He famously said, "Why do I drive a truck? What am I supposed to haul my dogs around in, a Rolls-Royce?" The car is now on display at the Walmart Museum in Bentonville, Arkansas.

Walton's son John died in a plane crash in 2005 and Helen died in 2007. The surviving three children own about 50 percent of Walmart's stock and they and their families still help lead the business.

Rob, the 15th richest person in the world, was chairman for over two decades after his father passed away in 1992. His son-in-law Greg Penner took over in 2015. "He was smart enough to marry my daughter," the outgoing chairman joked in explanation at that year's shareholder's meeting, according to the Wall Street Journal.

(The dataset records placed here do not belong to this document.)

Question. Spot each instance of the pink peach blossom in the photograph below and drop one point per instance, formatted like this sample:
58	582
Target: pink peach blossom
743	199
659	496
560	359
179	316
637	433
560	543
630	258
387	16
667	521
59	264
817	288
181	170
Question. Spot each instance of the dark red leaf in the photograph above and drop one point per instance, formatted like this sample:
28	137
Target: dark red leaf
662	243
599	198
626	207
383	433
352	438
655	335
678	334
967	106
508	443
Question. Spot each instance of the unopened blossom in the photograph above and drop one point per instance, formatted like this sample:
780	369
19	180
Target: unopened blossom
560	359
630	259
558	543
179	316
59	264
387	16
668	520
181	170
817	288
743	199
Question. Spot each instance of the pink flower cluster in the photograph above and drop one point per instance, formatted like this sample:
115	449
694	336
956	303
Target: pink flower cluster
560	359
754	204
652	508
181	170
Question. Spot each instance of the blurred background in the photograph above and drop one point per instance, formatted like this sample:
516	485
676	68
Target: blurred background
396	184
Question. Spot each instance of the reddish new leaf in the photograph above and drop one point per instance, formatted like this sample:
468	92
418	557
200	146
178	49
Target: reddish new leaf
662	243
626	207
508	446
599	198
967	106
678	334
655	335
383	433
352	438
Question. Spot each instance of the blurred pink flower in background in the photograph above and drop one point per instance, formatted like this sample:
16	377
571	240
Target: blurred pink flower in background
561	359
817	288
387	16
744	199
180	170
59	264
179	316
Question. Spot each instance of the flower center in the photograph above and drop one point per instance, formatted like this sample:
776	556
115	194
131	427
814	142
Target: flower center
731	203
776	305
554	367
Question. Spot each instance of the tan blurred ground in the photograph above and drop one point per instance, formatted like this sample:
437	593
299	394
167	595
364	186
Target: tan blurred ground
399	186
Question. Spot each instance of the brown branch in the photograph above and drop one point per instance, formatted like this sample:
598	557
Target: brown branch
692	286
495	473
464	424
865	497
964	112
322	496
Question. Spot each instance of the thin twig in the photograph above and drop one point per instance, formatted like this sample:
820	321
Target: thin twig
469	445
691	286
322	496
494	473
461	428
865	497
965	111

Jim, the 16th richest person in the world, sat on Walmart's board for more than a decade before handing the seat over to his son, Steuart, in 2016. Together with Alice, he runs the family's holding company, Walton Enterprises, the company's biggest shareholder.

Today, heiress and philanthropist Alice is the world's richest woman, according to the Forbes 2018 billionaires list. The youngest of Sam Walton's children, Alice is reportedly worth $40.2 billion, yet she too drove a Ford F-150 worth a relatively modest $40,000.

"My parents didn't believe value and worth had anything to do with money. I think it's always been important to keep your feet on the ground and your nose out of the air," she told CBS News.